Abstract: Analyzing Skewed Data with Many Zeros in Youth Prevention Research (Society for Prevention Research 26th Annual Meeting)

234 Analyzing Skewed Data with Many Zeros in Youth Prevention Research

Schedule:
Wednesday, May 30, 2018
Columbia A/B (Hyatt Regency Washington, Washington, DC)
* noted as presenting author
Aaron Boulton, PhD, Senior Biostatistican, University of Delaware, Newark, DE
Anne Williford, PhD, Associate Professor, Colorado State University, Fort Collins, CO
Jeff Jenson, PhD, Professor, University of Denver, Denver, CO
Purpose: Prevention scientists often analyze outcomes that contain severe positive skewness and many zero observations. Variables with these features can arise when researchers measure low base-rate behaviors (e.g., bullying, substance use, school dropout) or use measurement tools that cannot differentiate individuals with low standing on the construct being assessed (floor effects). The purpose of this presentation is to describe the issues that arise when dealing with severely skewed outcomes and review alternative methods that may be more suitable for analyses.

Method: The meaning of the zero values in skewed data is an important consideration when choosing an analytic approach. Two common causes of abundant zeros - censoring due to measurement limitations and the true absence of the construct of interest - are discussed. Problems that arise with the application of standard statistical methods (e.g., linear regression) to skewed, zero-heavy data are highlighted, along with common approaches used to address such data and their limitations. Promising but less well-known analytic alternatives are reviewed, including the Tobit or censored regression model and the two-part model. These techniques are illustrated with an example analysis using data from a study of bullying prevention in urban youth.

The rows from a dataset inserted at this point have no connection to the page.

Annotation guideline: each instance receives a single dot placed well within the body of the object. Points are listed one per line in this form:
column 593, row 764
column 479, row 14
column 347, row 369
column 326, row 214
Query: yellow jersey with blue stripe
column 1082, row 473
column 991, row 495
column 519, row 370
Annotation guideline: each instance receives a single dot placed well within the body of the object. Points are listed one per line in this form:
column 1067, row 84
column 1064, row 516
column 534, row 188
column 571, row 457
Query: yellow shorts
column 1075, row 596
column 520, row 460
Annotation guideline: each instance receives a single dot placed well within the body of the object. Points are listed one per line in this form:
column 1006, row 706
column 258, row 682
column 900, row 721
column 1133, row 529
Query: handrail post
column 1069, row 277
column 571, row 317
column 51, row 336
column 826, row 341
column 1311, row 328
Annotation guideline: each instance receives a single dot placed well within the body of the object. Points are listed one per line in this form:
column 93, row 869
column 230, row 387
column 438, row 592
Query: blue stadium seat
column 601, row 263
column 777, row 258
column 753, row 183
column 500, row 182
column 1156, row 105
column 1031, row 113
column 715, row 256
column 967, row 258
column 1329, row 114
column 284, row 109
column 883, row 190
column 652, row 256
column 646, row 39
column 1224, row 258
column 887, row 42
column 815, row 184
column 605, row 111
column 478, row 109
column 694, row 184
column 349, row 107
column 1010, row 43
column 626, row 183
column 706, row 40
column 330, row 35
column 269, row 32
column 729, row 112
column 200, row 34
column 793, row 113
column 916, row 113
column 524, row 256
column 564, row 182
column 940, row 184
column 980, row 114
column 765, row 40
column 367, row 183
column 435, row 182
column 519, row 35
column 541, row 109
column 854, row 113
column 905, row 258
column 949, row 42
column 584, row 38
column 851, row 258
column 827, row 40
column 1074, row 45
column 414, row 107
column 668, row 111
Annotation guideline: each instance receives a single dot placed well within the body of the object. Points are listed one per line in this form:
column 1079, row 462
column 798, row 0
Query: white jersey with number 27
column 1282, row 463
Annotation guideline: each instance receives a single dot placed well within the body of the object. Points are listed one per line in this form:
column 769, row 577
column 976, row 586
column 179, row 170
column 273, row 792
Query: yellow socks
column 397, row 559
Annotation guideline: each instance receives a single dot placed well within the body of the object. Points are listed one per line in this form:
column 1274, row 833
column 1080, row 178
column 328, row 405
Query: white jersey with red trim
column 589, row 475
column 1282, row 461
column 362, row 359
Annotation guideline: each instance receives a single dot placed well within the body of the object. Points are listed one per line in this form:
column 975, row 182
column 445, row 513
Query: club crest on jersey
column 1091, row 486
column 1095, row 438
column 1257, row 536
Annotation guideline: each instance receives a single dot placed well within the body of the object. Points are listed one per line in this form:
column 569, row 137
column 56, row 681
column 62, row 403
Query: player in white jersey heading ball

Results: Examining whether participation in the intervention resulted in lower levels of bully victimization at the end of program implementation in the spring of 5th grade was the question addressed by each technique. According to the analyses, two approaches, the Tobit model for censored variables and the two-part model for outcomes with true zeros, were particularly appropriate for use with severely skewed data.

Conclusions: For data that are censored at the floor of a scale, the Tobit model is an established, effective technique that continues to be actively researched. The Tobit model’s latent variable formulation is also intuitively appealing for a field, like prevention science, that is well-versed in the theory and methods of latent variable measurement. For semicontinuous outcomes containing true zeros, the two-part model is an apt choice as it allows researchers considerable flexibility in modeling mixtures of zeros and non-zeros directly. Greater awareness of the issues that arise with and the proper use of methods designed for skewed data with many zeros can help elevate the work of prevention scientists who routinely deal with such outcomes. The methods reviewed here will provide prevention researchers with an augmented set of analytic tools that, if appropriate and properly applied, can boost progress in unleashing the power of prevention for today’s youth.